It’s been a busy few weeks. Lots of excitement in the life department has left little energy/effort for biking. These rides to and from work have been my saving grace, allowing me to decompress my life before working and then decompress my work before living again. While it may be hard to believe that riding a short 5-6 miles will allow one to re-center, it is working for me.
A friend ridding across America on a bike, www.abbiacrossamerica.wordpress.com , once told me of the zen-like state one gets after being on the open road. She described “riding the line” for hours and hours. The introspection and days of just having one person to talk to, yourself, leads for pretty good therapy. Even with my now 30min commute, I can see what she meant.

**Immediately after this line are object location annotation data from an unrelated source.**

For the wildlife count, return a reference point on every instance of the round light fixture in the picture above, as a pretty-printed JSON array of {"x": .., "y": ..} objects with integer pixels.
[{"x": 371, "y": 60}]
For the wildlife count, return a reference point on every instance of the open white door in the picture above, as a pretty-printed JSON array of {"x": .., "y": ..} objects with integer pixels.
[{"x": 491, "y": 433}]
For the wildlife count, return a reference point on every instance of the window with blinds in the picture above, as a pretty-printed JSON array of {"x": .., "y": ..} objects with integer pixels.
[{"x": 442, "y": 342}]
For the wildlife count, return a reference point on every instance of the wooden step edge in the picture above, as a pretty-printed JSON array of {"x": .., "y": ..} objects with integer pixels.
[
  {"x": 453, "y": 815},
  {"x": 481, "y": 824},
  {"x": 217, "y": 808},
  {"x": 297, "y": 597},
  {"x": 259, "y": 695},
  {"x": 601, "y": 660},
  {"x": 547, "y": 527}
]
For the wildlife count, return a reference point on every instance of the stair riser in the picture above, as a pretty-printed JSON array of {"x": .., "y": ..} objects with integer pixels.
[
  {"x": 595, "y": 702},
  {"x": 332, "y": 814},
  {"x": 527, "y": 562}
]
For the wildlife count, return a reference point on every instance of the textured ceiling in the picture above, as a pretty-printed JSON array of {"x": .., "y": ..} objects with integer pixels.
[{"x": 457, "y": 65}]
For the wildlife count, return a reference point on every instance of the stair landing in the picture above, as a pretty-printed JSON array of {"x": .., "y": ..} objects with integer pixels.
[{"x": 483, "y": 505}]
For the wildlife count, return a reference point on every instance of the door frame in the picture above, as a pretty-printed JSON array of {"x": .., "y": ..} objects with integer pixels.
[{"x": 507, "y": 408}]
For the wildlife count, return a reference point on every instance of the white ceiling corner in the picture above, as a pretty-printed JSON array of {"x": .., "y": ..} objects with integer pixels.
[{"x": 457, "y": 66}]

Lots of sunshine during the day dried the roads to the point where tires will once again adhere to the ground around corners. Riding home, I started thinking about life again instead of the cadence, pace and feel of the road. Looks like the long way home again.
“The long way home” consists of pedaling farther and farther south of home until my mind quiets and then heading back. It’s a route I’ve taken many times for its car-free roads and long climbs. The only caveat is a five way intersection at the bottom of a hill coming back into town. The downhill street (the one I’m riding on) has the right away, but that’s not always how it works.
Deep in thought and halfway to finding the secret to world peace, I feel the pace and speed picking up as I descend down the last hill. I snap to and take in the situation; car-free on three of the five intersections, with one car stopped at the right stop sign. I swivel my Light&Motion 500 lumen light towards them as I approach the intersection. They wait at their sign, I continue down my stop-sign-free entry into the intersection. It is at this point that they decide to go, pulling right into my path.
“Oh boy,” is all I manage to squeak out as I try my best to stop my bike from becoming a part of the car. Body weight shifts back, butt hunkers down and brakes engage. Sliding towards the car, I lean so hard right that my leg nails the steel down top tube with a thud, but allows the bike to drift around the car’s rear and not become a life-sized bumper sticker.
Getting home and checking my body shows I’m bruised, but not broken. Live to ride another day.